Vielleicht mochte der Italiener keine kurzen Hosen. Italien war schließlich ein katholisches Land und auch die Kirchen wurden nicht müde zu betonen, dass man sie in kurzen Hosen nicht betreten durfte. Warnschilder auf denen kurze Hosen durchgestrichen waren, was mich damals schlussfolgern ließ, Kirchen generell nicht betreten zu dürfen – unsere Kleidung war schließlich mit einem Schrägstrich versehen. Niemand erwünscht. Und da wir im Sommer ausschließlich kurze Hosen trugen und wir auch ansonsten der Abbildung zumindest ähnelten, schlossen wir: Keine Kinde in  italienischen Kirchen. Wir wollten da sowieso nicht rein, und deshalb blieben wir auf dem Rücksitz unseres Fiats und warteten auf den gottgewollten Hitzschlag.

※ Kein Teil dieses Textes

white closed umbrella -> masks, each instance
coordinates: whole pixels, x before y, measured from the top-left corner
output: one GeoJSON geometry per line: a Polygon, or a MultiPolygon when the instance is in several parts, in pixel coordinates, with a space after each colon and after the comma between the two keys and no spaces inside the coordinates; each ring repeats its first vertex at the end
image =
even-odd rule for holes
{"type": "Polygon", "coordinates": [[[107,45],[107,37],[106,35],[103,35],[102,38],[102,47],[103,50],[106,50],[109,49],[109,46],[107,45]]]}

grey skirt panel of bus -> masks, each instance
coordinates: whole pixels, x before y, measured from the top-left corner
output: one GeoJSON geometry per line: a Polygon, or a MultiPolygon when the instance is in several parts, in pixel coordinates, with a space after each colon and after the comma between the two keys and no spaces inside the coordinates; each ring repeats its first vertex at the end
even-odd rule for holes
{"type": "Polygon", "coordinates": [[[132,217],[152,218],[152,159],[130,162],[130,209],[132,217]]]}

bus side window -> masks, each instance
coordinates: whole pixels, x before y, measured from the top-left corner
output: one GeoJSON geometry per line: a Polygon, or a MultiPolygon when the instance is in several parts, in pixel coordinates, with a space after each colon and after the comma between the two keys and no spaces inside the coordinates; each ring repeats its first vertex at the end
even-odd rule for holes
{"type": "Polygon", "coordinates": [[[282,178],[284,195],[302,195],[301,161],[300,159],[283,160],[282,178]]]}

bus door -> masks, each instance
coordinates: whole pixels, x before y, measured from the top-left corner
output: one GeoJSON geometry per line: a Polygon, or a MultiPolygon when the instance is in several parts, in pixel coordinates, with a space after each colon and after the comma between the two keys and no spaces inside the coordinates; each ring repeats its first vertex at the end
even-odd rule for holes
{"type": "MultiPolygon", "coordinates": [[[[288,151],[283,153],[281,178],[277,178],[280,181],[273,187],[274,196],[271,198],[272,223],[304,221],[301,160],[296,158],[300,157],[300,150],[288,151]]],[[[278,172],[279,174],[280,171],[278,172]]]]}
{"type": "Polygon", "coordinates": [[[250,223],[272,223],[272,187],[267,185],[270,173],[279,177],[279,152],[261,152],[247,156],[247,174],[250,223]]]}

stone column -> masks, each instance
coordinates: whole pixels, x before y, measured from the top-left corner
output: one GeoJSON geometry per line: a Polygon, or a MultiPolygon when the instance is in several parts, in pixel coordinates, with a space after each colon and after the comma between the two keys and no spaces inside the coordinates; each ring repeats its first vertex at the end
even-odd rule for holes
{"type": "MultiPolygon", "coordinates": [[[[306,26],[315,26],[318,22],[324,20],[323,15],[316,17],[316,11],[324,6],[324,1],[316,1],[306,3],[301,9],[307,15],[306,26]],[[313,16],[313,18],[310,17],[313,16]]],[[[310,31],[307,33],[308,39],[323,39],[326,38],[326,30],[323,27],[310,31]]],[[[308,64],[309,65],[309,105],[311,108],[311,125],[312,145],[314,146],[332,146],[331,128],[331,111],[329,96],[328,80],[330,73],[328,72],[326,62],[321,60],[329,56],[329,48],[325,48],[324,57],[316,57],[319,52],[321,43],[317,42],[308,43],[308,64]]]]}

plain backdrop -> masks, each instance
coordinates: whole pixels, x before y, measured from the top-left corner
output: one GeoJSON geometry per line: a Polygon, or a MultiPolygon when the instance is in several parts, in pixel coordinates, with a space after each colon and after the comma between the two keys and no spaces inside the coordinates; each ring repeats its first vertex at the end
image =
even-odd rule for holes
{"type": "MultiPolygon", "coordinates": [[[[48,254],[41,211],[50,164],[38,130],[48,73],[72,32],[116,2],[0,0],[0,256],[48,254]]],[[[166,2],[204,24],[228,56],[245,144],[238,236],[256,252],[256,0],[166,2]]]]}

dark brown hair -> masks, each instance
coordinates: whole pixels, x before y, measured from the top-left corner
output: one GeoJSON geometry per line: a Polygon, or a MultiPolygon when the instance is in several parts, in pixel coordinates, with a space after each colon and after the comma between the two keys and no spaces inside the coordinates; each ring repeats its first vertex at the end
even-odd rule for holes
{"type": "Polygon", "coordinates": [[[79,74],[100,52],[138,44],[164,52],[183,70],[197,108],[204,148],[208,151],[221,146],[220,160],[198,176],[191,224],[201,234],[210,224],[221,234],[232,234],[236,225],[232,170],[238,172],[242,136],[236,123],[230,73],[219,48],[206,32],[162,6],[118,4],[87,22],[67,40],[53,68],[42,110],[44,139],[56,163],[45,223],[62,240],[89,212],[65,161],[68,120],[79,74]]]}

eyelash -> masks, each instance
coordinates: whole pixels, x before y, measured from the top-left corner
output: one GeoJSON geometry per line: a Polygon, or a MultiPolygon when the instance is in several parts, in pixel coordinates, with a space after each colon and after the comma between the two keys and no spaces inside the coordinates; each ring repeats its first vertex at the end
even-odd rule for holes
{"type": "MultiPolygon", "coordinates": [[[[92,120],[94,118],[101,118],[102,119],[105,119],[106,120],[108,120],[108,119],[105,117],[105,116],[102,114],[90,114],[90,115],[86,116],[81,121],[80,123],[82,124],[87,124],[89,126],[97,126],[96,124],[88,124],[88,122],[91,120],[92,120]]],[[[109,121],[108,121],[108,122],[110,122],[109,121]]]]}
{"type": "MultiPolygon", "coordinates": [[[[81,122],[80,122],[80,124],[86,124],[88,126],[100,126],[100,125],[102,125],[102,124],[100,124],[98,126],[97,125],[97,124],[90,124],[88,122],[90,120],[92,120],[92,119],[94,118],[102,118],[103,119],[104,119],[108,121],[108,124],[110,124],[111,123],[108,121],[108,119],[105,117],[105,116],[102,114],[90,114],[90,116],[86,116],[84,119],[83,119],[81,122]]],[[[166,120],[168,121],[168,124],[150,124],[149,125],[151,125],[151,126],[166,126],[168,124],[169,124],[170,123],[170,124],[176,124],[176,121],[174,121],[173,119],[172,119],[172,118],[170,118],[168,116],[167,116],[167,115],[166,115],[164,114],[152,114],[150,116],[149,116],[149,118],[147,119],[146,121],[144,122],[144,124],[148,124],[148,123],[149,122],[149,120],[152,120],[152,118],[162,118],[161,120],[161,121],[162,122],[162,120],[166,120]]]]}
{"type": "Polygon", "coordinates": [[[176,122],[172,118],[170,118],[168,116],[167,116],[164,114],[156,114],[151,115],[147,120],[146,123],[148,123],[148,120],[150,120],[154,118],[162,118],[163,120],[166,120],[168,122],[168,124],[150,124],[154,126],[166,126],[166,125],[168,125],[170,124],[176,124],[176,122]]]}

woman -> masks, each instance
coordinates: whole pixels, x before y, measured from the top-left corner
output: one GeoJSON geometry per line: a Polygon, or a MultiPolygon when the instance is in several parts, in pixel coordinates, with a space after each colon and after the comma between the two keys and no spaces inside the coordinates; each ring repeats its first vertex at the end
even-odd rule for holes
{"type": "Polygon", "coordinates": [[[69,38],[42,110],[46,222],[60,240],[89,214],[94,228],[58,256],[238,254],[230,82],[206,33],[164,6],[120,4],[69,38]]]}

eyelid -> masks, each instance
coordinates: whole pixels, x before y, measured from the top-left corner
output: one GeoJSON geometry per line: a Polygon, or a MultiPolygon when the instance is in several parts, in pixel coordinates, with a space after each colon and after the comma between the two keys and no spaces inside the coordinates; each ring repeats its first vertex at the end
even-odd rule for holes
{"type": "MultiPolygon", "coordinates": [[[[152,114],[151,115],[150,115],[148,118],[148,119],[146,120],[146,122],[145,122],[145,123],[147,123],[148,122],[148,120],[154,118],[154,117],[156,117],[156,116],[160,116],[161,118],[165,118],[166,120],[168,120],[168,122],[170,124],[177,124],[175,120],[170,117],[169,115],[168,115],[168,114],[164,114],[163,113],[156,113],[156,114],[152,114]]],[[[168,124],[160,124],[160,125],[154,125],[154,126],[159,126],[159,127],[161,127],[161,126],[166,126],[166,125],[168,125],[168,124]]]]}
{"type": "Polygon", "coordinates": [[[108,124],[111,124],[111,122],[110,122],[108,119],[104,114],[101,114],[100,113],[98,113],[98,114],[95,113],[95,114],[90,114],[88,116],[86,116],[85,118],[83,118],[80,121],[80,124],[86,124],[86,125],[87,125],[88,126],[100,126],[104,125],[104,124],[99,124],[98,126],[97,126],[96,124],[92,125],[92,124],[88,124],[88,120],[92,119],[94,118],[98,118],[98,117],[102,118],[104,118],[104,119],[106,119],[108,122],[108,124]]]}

Heute denke ich nicht mehr an überhitzte Autos, wenn ich nach Italien fahre. Ich wundere mich auch nicht über die Fehlkonstruktion des Herstellers. Ich sitze auf alten historischen Plätzen, betrachte den zentral gelegenen Brunnen und streife gelangweilt das Reiterstandbild, das irgendjemanden darstellt, den ich nicht kenne. Obwohl es groß ist und den Platz beherrschen sollte, beherrscht es vielleicht den Platz, nicht aber mich. Es ist älter als die Plastiksitze unseres Fiats, an die ich mich schon kaum erinnere. Der seit langem verstorbene Reiter ist mir noch fremder. Wäre es Dante, hätte ich ihn gelesen. Die Worte hätten eine Brücke der Erinnerung gebaut. Ein Pferd dagegen macht ihn nur ein bisschen größer.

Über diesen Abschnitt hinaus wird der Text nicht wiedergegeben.